La première valeur créée : susciter une question

Un monument peut être célèbre sans être familier. On en connaît la silhouette, parfois le nom, sans savoir ce qui justifierait d’y consacrer une visite. Le travail d’un créateur de contenus patrimoniaux intervient à cet endroit : donner une raison de regarder un lieu que l’on aurait autrement laissé au second plan.

Pour Le Bilan, l’angle économique commence par cette mise en relation. Une vidéo mobilise l’attention autour d’un bâtiment, d’un récit et d’une expérience possible. Elle peut ouvrir une discussion entre le public, les équipes du site et les acteurs de son territoire. Cette possibilité ne constitue toutefois pas une mesure de fréquentation ou de recettes.

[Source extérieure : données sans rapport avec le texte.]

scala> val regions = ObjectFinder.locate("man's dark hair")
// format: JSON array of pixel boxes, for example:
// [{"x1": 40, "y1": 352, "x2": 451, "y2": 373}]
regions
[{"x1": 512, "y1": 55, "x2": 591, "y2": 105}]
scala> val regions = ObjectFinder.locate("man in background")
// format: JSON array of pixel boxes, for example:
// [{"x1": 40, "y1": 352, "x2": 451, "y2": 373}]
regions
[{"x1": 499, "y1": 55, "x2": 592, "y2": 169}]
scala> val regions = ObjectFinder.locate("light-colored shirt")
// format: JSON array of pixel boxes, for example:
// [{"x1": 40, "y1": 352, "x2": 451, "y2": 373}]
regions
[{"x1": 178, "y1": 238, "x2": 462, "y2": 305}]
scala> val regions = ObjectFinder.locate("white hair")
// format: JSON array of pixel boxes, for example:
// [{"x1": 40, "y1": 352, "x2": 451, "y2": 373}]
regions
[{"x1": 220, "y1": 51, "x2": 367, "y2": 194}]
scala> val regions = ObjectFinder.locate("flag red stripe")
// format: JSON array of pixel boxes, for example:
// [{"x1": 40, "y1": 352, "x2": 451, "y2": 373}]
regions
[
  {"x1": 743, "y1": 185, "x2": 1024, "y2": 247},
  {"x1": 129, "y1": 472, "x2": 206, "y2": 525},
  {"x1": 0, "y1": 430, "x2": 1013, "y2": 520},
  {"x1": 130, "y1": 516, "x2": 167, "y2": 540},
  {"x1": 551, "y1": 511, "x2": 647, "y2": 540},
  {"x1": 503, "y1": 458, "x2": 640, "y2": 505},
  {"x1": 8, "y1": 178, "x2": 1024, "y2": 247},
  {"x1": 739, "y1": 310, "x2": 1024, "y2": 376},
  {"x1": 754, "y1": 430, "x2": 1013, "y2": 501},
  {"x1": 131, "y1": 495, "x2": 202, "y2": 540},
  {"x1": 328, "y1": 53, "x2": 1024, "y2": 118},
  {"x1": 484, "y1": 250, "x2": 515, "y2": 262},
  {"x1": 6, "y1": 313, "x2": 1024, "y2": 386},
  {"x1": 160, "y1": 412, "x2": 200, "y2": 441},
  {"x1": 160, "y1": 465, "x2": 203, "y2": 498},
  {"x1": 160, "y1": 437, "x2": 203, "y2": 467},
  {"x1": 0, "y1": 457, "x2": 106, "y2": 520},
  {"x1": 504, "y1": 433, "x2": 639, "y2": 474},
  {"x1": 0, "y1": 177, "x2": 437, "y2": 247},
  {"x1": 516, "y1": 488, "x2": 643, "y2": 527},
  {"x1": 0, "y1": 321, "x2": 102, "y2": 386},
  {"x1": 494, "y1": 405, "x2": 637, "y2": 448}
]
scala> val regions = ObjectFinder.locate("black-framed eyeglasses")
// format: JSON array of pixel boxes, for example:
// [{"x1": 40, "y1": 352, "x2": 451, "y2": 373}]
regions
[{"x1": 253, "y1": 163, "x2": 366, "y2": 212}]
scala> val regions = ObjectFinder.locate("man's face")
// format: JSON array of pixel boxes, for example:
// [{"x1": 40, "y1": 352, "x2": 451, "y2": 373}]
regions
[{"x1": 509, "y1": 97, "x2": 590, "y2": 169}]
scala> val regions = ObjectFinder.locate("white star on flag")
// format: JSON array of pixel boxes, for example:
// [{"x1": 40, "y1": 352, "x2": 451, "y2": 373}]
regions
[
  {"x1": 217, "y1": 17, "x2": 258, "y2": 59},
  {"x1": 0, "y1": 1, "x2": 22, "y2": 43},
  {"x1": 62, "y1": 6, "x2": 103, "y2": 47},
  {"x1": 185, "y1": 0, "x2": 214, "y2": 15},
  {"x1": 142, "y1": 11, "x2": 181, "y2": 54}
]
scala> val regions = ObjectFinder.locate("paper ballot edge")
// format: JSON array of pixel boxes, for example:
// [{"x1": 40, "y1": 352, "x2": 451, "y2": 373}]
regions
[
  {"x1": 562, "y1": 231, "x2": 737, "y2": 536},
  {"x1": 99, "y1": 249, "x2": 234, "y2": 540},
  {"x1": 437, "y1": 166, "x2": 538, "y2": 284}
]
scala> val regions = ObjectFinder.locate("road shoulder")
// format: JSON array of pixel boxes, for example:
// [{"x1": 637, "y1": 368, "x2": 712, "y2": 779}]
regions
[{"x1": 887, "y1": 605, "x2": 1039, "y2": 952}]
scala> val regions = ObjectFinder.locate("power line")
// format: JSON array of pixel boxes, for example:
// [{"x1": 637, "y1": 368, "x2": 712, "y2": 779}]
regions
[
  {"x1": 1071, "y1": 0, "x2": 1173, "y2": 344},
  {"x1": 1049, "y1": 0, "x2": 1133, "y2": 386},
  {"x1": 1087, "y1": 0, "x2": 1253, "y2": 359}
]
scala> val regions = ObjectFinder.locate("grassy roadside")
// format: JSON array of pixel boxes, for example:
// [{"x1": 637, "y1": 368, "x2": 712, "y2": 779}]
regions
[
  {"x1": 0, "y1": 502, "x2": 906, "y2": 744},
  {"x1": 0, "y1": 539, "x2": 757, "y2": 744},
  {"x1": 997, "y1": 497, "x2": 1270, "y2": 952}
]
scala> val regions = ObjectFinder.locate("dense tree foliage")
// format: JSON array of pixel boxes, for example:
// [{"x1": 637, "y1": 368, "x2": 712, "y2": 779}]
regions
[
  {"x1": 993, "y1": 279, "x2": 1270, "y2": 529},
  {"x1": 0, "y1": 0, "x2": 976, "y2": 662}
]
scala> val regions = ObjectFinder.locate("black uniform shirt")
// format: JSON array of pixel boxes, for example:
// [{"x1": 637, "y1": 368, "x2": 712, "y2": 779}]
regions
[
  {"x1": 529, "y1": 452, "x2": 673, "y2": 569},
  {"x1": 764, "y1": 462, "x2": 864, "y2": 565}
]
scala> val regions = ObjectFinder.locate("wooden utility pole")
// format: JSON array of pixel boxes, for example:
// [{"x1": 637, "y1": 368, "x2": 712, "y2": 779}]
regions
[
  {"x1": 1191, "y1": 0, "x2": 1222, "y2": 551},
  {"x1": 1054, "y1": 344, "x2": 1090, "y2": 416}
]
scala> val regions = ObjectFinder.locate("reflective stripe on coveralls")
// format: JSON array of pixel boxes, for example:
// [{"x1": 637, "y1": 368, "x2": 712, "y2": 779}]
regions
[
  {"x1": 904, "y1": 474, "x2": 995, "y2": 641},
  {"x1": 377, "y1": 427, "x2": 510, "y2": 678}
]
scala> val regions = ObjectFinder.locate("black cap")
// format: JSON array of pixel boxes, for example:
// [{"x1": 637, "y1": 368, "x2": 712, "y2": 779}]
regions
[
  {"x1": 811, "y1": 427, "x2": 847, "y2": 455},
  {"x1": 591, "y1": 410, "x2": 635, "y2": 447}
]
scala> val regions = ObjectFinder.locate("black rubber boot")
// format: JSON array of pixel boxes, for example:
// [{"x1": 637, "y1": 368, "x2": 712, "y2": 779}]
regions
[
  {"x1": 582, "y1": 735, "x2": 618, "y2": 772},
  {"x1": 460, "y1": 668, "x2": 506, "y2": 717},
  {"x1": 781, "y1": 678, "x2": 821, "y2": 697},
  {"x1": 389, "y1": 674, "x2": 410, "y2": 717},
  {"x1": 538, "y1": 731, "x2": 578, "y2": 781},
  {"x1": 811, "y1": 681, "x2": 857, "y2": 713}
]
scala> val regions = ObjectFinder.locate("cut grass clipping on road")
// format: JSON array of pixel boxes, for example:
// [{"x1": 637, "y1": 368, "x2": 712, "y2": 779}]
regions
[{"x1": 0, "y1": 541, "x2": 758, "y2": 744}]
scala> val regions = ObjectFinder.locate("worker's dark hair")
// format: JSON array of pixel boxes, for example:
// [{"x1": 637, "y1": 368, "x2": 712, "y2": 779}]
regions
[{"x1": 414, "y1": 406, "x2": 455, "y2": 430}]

L’intérêt du cas Amine le Conquérant est de rendre visible un métier de narration. Il faut choisir une entrée, trouver un rythme et transmettre assez de repères pour que le spectateur ait envie de poursuivre. Le succès d’une telle rencontre ne se résume pas au nombre affiché sous une publication.

Notre lecture est donc celle d’un premier passage : de l’indifférence à la curiosité. Pour en comprendre les prolongements économiques, il faudrait ensuite suivre les visites et les usages réellement observés. L’attention est un commencement ; son devenir reste une histoire à documenter.